Torniamo alla visibilità degli chef: la cucina ha preso una strada estetizzante e poco attiva sul piano politico, è diventata troppo pop?
Penso che sia importante dare visibilità alle persone che preparano il cibo che troviamo nei nostri piatti. Dobbiamo fare un passo indietro però: dobbiamo cominciare a parlare del trasporto del cibo, della distribuzione, dell’agricoltura, della terra, dei processi meccanici e tecnologici coinvolti… Quando parliamo di cibo, consideriamo sempre una parte irrisoria della questione. Dietro quello che metto in menu c’è tutto un mondo che non traspare. E un ingrediente può essere buono solo se tutti questi altri processi sono trattati nel modo giusto. Poi certo, sono una chef, ovvio che sono contenta che il mio ruolo sia riconosciuto di più, come sarei contenta di veder riconosciuto di più il contributo di chi è venuto prima di me nel mestiere e non ne ha avuta la possibilità. Ma niente di tutto questo esisterebbe se non ci fosse la catena della distribuzione, eccetera. Vorrei ci fosse più educazione alimentare a tutto tondo. Naturalmente parlo di quello che vedo negli Stati Uniti, dove davvero poche persone sanno da dove venga il cibo: sì, lo sciroppo d’acero viene da una pianta che si chiama acero, e gli chef possono far passare questo messaggio, specialmente se agiamo come una collettività.
Parlando di messaggi importanti: che cosa vuol dire essere una donna in cucina oggi?
La mia vita sarebbe certamente più semplice se fossi un uomo in cucina. In primis sarei meno stressata, perché mi preoccuperei meno e per meno cose. Credo che gli uomini non debbano preoccuparsi di molte cose per le donne invece nutrono molta ansia. La conversazione è ampia, riguarda temi come l’inclusione e la diversità in cucina, le cose sono migliorate negli ultimi anni ma la strada è ancora lunga. Il cambiamento sta avvenendo, lo si nota nelle shortlist dei premi, nella Guida Michelin. Quanto sia ancora da fare lo si nota parlando con le persone: se chiedi a qualcuno di dirti il nome di uno chef, è molto probabile che dicano, per esempio, Gordon Ramsay. È una conversazione stretta, ed è un problema soprattutto per le donne con un background diverso da quello occidentale, è soprattutto la loro visibilità a risentirne. È un discorso culturale perché si parla di cibo, e il cibo è cultura, è legato alla nostra geografia emotiva e fisica, alla nostra storia.

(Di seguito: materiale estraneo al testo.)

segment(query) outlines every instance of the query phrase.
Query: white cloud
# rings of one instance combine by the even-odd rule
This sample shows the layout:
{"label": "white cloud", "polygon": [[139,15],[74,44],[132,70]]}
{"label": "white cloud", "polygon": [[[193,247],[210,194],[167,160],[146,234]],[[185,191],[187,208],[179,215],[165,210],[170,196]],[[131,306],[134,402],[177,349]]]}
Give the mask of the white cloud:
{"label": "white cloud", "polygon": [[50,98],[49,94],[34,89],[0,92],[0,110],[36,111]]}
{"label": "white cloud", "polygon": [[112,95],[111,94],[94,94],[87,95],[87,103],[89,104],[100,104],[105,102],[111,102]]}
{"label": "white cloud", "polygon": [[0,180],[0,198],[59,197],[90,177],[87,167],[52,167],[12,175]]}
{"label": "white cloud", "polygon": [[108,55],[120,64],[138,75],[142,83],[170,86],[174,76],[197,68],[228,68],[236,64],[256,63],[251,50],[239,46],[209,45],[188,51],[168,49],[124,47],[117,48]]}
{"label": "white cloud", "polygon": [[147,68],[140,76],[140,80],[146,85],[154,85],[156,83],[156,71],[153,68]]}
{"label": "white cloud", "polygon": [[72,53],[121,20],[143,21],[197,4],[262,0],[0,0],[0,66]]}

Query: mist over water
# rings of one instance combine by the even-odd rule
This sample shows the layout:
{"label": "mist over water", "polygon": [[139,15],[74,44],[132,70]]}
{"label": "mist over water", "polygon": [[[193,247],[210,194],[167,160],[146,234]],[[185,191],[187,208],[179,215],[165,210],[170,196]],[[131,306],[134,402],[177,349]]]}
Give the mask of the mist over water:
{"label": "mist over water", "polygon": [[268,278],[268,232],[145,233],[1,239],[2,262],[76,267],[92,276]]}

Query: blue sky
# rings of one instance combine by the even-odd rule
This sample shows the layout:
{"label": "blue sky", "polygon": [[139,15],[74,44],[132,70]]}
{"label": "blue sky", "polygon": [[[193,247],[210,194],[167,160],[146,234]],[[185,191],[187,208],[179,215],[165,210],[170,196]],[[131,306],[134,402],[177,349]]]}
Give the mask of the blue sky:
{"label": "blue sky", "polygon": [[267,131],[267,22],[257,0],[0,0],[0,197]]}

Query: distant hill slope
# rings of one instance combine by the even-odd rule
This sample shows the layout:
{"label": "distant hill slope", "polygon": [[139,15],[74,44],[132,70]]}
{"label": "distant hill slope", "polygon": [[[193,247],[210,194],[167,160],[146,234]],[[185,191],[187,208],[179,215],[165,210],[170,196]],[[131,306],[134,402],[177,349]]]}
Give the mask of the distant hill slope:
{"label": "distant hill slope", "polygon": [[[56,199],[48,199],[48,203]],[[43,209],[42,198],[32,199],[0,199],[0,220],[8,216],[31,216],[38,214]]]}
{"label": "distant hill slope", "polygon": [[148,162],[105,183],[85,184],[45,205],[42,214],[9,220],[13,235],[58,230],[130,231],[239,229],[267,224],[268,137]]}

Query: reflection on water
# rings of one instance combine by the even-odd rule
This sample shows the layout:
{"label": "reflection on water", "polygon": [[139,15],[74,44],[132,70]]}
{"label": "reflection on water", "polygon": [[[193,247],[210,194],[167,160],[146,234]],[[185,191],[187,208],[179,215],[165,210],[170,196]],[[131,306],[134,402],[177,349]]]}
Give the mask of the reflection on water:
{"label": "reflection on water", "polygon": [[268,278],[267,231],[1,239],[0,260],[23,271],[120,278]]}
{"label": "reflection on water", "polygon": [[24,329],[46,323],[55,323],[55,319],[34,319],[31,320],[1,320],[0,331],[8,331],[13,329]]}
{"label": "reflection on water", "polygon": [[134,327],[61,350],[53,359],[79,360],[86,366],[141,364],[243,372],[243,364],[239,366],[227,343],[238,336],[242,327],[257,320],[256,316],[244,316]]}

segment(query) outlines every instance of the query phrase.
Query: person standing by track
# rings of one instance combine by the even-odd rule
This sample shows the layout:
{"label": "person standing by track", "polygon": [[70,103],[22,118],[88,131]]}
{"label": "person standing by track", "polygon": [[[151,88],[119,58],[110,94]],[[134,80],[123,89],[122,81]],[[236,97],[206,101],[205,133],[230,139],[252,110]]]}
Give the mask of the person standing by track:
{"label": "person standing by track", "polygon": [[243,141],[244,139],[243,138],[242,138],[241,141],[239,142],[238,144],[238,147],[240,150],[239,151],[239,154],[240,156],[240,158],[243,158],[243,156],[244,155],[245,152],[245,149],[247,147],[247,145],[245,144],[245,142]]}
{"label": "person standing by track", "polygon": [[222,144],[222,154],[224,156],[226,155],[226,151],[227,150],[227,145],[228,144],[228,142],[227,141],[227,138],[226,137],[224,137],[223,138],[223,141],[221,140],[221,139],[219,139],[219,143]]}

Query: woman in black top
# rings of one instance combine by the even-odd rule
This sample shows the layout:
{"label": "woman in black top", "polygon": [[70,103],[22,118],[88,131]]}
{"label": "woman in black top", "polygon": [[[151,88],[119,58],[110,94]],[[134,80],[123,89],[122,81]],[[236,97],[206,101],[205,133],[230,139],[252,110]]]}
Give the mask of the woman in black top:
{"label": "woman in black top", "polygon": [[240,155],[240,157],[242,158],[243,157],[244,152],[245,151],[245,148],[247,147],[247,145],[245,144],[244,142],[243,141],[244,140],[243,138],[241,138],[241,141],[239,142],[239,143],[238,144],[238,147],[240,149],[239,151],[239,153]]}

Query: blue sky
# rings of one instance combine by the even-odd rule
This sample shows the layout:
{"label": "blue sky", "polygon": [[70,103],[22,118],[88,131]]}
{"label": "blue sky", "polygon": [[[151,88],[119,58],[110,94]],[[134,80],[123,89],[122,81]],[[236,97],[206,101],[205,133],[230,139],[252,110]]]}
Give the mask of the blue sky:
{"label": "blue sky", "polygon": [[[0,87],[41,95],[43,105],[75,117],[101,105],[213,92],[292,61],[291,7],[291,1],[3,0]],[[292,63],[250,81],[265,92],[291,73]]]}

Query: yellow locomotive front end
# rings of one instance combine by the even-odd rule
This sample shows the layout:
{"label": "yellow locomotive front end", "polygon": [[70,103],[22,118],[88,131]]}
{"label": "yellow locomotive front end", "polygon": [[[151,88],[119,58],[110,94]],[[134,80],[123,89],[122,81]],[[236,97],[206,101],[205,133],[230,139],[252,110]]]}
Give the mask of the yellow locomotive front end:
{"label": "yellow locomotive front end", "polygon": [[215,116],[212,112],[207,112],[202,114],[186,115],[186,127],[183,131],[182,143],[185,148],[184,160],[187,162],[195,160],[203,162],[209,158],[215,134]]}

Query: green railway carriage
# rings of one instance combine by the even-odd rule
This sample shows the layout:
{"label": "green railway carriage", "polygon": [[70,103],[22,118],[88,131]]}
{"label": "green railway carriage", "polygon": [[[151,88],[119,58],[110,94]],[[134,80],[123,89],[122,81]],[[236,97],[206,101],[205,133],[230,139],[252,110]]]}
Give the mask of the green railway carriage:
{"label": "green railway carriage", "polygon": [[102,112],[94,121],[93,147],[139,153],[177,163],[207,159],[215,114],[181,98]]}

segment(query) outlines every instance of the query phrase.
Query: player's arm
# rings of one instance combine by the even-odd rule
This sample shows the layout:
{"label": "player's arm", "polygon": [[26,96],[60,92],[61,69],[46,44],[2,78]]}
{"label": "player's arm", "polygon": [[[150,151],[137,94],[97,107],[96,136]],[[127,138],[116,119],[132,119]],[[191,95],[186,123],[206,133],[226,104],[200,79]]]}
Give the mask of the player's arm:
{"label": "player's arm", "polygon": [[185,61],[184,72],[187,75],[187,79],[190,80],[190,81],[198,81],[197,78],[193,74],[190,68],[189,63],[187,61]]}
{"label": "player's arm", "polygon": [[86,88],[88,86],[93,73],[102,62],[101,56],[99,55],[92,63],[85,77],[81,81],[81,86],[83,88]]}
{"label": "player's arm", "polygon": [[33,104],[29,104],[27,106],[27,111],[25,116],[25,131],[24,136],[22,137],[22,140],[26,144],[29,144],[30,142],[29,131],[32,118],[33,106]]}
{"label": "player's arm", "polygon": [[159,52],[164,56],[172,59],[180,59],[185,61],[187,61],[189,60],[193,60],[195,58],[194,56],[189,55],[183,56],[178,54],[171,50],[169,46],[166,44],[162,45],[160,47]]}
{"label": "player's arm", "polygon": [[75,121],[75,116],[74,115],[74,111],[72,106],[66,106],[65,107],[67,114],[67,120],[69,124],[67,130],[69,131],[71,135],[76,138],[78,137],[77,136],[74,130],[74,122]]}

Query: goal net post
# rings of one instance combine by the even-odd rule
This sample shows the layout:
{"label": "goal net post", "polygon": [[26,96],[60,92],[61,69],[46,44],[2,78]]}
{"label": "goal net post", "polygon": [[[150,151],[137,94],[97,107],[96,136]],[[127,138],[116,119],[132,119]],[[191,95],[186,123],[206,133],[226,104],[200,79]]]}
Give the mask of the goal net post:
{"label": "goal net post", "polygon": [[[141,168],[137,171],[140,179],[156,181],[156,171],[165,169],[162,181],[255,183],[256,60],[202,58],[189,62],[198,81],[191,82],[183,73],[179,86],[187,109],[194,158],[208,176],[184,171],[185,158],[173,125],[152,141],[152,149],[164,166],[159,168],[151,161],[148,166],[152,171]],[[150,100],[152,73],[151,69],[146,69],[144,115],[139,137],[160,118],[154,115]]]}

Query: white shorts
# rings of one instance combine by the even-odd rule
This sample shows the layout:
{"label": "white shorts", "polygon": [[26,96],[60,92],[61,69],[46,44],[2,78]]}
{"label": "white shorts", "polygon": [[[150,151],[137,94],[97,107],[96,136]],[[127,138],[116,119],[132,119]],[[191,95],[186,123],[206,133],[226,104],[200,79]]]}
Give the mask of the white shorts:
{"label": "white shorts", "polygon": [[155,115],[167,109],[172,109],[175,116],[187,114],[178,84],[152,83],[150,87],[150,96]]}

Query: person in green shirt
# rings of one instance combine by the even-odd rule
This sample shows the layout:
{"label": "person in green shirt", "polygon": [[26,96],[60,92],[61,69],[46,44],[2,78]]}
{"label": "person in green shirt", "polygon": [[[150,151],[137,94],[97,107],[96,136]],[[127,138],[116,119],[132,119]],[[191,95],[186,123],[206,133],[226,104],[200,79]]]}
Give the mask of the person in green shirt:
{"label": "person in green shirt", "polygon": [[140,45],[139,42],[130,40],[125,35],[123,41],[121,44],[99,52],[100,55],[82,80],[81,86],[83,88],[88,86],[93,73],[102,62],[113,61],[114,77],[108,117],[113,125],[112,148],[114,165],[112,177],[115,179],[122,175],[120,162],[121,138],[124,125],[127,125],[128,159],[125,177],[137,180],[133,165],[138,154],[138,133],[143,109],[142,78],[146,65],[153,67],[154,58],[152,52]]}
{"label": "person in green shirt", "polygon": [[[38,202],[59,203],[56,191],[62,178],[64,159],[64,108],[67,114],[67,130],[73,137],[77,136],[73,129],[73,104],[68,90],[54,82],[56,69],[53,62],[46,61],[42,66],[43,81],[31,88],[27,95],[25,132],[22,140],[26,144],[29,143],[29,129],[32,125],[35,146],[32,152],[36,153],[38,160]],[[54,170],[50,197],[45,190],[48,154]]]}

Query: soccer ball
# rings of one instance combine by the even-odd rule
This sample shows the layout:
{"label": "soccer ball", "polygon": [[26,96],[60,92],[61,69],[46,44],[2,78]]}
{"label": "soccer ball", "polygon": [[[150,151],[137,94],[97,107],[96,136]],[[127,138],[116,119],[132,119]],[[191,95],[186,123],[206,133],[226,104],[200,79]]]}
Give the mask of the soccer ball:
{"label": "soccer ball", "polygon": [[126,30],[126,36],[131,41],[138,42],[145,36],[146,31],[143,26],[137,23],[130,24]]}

E intanto ci raccontiamo che sono le donne a essere legate maggiormente al cibo, al suo potenziale narrativo e alle ricette che si tramandano.
Cucinare è prima di tutto una questione di sopravvivenza. C’era un tempo in cui avevamo letteralmente bisogno di sopravvivere e basta, oggi tendiamo a dimenticarcelo. Poi mi metto a pensare e posso dire che uno dei pasti più deliziosi della mia vita è stato in Messico, tortilla fatte da una vecchia signora sul ciglio della strada, nello stesso posto e con lo stesso piatto per 60 anni. Non puoi dirmi che non è una chef. Non avrà un ristorante, ma ha preparato cibo con le sue mani per decenni, le sue dita sono piene di storie. C’è una citazione che riassume bene tutto, l’ho letta da qualche parte: un dito che punta alla luna non è la luna. Invece guardiamo il dito, proprio come guardiamo gli chef e ci dimentichiamo del cibo, che è poi il vero fulcro della conversazione.
Tutte le persone che lavorano nell’ambito culinario devono essere riconosciute e devono essere rese visibili, ma alla fine il protagonista è il cibo e deve essere così, perché è il cibo che ci tiene in vita e ci fa innamorare e fa andare avanti il mondo. Senza cibo moriremmo, letteralmente. E dobbiamo attivare una conversazione attorno a questo tema. La storia di come si crea una ricetta, di come arriviamo a mangiare qualcosa… parla di storia, cultura, identità, e troppo spesso la lasciamo perdere. Chissenefrega della ricetta in sé, datemi la storia! Perché usiamo il lievito e non il bicarbonato? Dobbiamo far sì che queste storie si attivino nella nostra vita. Se non lo facciamo diventiamo più poveri, e la prospettiva mi atterrisce. Oltre il sapore, oltre la bellezza, ci sono storie che contano.
“Less isn’t always more. One day you’ll taste a croissant and know exactly what you mean” [Meno non è sempre meglio, un giorno assaggerai un croissant e capirai che cosa voglio dire, ndr]. È una citazione che ho trovato sul tuo profilo Instagram: che cosa volevi dire?
Less isn’t always more? Partiamo dal contrario: che cos’è un croissant? Acqua, farina, burro, tutto qui. Less is more, perché questa cosa facile e piccola è un’esplosione di sapore, e puoi provarne 600, ma avranno tutti un sapore diverso. Poi c’è il mole messicano per esempio, che è fantastico ed è fatto con una montagna di ingredienti: lì, il “less is more” non si applica! Credo che il cibo funzioni un po’ così, con alcune regole ma mai troppo fisse. Ha senso? Uno dei momenti più preziosi per me in questo momento è quando mi viene detto che una cosa è sbagliata, che un libro di cucina direbbe che è sbagliata: allora vuol dire che la sto facendo come voglio io, ed è esattamente quello che voglio.
Roulette: qual è il piatto che ti ha fatto esplodere la testa al primo morso?
Siamo a Milano, non ricordo in realtà dove, ma ho ordinato un piatto di curry e granchio, lo chef era nepalese, era croccante fuori e scioglievole dentro. Avrei voluto continuare a mangiarlo, e mangiarlo. Era buono perché era buono o perché l’ho mangiato alla fine di una giornata impegnativa? Chi può dirlo. Nel momento lo era, ed è questo che conta.
Il piatto che ti riporta alla mente più ricordi.
I pop corn, sono perfetti. È stata la prima cosa che, da bambina, ho imparato ad associare a un piccolo lusso. Ora che sono adulta li faccio a casa due volte la settimana, li faccio per il mio partner, li faccio da regalare agli amici, mi portano ricordi. A volte vado al cinema solo per comprare i pop corn e me ne vado. Devono pensare che sia matta.
Hai mai mangiato le fettuccine Alfredo? Che te ne pare?
Ma certo che le ho mangiate, le adoro, anzi, ho avuto una fase in cui volevo rendere tutto Alfredo! Biscotti, pane, riso, qualsiasi cosa. Non c’è niente di meglio che burro sul burro.